2022-03-24 Ludovico Massaccesi

# Robust estimators
In practice we have to evaluate the variance of estimators on a distribution that we do not know completely: obviously we can not do this from theory.
We might not even know what the space of possibilities is!

_How can we evaluate the uncertainty of a location estimator, if we do not know the real distribution of the data?_

## Bootstrap method
_Take some data, and pretend the real distribution is exactly like that._

This seems self-referential, but it can actually be proven to work (with theorems, not just with practical results).
It is a very safe technique to use, in particular, for extracting the variance of estimators (even complicated estimators, not just location parameter estimators).

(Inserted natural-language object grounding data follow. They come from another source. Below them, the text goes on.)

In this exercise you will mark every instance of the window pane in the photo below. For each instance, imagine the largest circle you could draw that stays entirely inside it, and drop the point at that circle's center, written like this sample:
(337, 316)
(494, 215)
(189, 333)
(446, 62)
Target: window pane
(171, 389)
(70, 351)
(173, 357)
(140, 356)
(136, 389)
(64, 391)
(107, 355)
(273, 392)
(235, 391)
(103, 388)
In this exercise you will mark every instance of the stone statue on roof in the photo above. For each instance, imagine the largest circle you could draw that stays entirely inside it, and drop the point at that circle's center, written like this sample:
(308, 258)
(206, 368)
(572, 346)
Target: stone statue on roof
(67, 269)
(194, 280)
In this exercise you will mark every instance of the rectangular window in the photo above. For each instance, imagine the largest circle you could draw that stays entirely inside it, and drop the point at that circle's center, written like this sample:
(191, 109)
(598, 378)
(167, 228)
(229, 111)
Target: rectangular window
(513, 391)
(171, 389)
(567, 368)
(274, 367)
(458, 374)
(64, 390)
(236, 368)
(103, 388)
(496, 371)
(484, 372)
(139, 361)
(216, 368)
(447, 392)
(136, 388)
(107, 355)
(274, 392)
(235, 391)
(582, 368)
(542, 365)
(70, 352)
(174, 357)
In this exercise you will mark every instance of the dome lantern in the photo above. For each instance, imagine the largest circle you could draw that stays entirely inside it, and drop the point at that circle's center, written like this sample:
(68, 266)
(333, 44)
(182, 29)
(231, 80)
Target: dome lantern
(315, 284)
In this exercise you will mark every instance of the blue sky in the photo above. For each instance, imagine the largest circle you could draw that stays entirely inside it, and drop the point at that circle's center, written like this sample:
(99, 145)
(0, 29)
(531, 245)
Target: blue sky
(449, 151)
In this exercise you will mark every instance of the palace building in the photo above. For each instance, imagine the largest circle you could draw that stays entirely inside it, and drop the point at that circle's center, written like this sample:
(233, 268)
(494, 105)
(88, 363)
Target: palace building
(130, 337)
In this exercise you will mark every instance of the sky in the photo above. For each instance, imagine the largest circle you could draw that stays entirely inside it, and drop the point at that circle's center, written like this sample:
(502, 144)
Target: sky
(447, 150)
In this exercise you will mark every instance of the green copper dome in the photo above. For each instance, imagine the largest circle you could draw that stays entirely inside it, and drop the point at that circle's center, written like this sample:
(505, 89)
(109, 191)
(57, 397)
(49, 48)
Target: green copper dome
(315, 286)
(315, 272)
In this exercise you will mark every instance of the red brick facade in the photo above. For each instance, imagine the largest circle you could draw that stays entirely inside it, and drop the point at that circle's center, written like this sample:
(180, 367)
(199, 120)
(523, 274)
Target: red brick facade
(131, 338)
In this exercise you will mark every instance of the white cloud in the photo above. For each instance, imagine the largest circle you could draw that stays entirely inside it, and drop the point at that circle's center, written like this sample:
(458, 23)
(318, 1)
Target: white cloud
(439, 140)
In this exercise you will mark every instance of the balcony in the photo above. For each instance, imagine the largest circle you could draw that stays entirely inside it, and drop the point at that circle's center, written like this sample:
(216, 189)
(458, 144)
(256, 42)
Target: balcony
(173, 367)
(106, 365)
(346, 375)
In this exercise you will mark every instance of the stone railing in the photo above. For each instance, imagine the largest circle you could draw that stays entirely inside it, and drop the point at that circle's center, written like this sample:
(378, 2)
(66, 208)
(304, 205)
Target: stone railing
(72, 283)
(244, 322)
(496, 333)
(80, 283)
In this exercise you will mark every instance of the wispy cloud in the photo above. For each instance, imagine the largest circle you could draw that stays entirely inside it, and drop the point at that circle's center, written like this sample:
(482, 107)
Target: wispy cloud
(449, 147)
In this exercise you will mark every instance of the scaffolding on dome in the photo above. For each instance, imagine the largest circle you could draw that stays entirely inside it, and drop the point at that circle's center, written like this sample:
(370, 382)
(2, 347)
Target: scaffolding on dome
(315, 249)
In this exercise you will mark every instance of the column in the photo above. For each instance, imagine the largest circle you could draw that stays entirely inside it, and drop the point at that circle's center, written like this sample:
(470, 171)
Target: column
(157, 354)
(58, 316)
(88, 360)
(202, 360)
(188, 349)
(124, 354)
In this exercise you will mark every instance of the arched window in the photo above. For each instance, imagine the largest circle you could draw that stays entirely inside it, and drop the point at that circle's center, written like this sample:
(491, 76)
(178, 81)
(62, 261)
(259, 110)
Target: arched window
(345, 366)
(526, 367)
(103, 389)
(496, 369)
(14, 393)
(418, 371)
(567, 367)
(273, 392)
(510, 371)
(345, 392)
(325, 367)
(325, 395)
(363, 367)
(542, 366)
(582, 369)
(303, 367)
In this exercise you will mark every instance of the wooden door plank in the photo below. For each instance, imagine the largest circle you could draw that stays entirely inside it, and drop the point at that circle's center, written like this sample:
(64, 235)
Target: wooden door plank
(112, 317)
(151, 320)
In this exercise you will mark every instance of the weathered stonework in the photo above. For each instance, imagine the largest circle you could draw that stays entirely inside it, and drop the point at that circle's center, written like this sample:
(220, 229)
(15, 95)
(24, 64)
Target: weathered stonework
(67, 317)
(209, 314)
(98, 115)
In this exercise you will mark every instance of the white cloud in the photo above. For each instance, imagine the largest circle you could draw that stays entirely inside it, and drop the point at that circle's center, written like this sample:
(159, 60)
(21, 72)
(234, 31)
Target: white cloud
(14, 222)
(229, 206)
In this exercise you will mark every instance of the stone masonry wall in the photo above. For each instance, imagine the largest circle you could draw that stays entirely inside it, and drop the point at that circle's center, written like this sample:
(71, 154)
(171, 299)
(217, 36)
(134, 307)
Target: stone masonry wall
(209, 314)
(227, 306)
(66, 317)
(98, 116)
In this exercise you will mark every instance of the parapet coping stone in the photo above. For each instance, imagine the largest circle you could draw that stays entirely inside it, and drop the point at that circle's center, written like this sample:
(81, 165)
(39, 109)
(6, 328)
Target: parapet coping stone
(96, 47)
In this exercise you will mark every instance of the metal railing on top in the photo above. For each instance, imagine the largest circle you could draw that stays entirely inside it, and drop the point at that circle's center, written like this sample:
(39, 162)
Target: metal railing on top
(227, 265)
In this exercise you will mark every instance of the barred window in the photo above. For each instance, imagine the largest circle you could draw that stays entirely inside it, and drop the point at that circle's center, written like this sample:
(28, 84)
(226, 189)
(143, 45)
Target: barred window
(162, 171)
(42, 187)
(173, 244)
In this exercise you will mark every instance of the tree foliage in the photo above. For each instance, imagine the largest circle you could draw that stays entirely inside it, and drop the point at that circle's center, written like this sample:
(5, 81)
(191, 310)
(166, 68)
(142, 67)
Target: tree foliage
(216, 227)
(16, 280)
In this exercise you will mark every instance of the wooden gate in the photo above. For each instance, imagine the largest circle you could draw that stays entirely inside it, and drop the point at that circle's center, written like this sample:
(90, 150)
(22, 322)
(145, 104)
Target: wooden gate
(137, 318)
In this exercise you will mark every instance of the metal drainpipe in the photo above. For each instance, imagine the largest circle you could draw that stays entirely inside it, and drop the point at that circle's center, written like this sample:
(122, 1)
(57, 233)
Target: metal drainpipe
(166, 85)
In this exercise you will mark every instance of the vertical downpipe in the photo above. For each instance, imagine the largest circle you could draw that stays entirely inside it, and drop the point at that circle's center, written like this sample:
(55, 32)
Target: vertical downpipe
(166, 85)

 - We take some samples $x_i,i=1,\dots,N$ from real data.
 - We take the discrete distribution $p^*(x)=\frac{1}{N}\sum_i\delta(x-x_i)$.
 - Whenever we need the real distribution $p$, we use $p^*$ instead as an approximation;
    - e.g. we run our Monte Carlo, we extract data from $p^*$;
    - this can be done using the _resampling with repetition_ method, i.e. we extract an integer $j$ in $[1,N]$ and take the sample $x_j$, which is very fast and easy to implement;
    - allowing the repetition is extremely important, otherwise we would have always the same as the original sample, which would make our simulation pointless;
    - the different number of copies of each event in each repetition is what generates the variability we need to evaluate our estimator's variance;
    - this can also be done by drawing the number of copies of each $x_i$ from a Poisson distribution with mean $S/N$, where $S$ is the number of samples we want to draw (but now we will have $S$ examples _in average_, but the actual number of samples will fluctuate, which we may want in some cases, but not in others).
    
We can, of course, also bootstrap from an histogram.

## Bootstrap uncertainty
_What is the error that I make by using the bootstrap approximation $p^*$ instead of $p$?_

This would be a systematic uncertainty on my estimate of the variance of my estimator.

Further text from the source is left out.